In un post sul suo blog, Redmond spiega che le cyber gang Linen Typhoon e Violet Typhoon sono attivi dalla metà del 2010 e in passato hanno concentrato i loro sforzi sul furto di proprietà intellettuale e spionaggio. Individuato anche il gruppo Storm-2603. A sfruttare la vulnerabilità in SharePoint è stato anche un "terzo attore con base in Cina".

Molte grandi organizzazioni utilizzano SharePoint come piattaforma principale per la collaborazione interna e per l'archiviazione di documenti, il software è apprezzato perché funziona bene con altri prodotti Microsoft come Office, Teams e Outlook. Gli attacchi, che secondo Microsoft sono iniziati già il 7 luglio, colpiscono solo le installazioni di SharePoint locali e non hanno alcun impatto sul servizio SharePoint Online basato su cloud, ha affermato la società in un aggiornamento sulla sicurezza.

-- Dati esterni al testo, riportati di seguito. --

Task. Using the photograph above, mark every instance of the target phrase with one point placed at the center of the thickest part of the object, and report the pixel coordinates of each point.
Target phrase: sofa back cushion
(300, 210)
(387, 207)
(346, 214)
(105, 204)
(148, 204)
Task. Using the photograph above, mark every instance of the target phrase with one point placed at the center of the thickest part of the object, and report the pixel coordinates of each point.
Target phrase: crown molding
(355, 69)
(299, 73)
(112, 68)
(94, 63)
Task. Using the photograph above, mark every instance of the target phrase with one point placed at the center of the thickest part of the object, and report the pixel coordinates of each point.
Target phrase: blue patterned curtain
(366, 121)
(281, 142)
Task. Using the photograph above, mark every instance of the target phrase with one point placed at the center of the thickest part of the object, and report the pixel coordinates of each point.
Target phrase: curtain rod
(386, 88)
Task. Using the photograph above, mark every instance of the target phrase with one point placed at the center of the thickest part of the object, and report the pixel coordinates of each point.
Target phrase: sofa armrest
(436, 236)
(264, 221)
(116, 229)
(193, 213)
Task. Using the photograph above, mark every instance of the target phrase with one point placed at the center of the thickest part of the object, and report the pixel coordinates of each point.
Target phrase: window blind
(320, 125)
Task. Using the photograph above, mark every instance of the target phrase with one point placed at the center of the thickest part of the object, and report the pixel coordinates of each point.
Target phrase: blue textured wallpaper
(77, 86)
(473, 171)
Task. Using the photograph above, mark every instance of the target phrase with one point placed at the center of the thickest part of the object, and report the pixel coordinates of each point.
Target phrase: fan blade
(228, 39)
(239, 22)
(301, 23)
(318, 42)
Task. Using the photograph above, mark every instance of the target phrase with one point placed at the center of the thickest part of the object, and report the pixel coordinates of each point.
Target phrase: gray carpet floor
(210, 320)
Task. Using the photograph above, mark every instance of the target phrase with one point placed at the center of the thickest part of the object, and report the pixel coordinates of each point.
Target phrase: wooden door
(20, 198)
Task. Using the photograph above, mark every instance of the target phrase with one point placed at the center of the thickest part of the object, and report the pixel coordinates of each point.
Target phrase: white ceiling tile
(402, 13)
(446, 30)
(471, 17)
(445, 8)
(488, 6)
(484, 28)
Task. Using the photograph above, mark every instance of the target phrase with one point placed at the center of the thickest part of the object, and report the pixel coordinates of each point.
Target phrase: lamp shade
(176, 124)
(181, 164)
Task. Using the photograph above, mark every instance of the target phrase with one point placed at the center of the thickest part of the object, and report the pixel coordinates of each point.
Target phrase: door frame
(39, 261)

Secondo Microsoft gli autori delle minacce continueranno il loro attacco contro i sistemi vulnerabili delle aziende che non hanno preso le precauzioni necessarie. Linen Typhoon, attivo dal 2012, si concentra principalmente sul furto di proprietà intellettuale da parte di organizzazioni governative, di difesa e per i diritti umani. Violet Typhoon, attivo dal 2015, conduce attività di spionaggio contro ex funzionari governativi, Ong, think tank e media negli Stati Uniti, in Europa e nell'Asia orientale.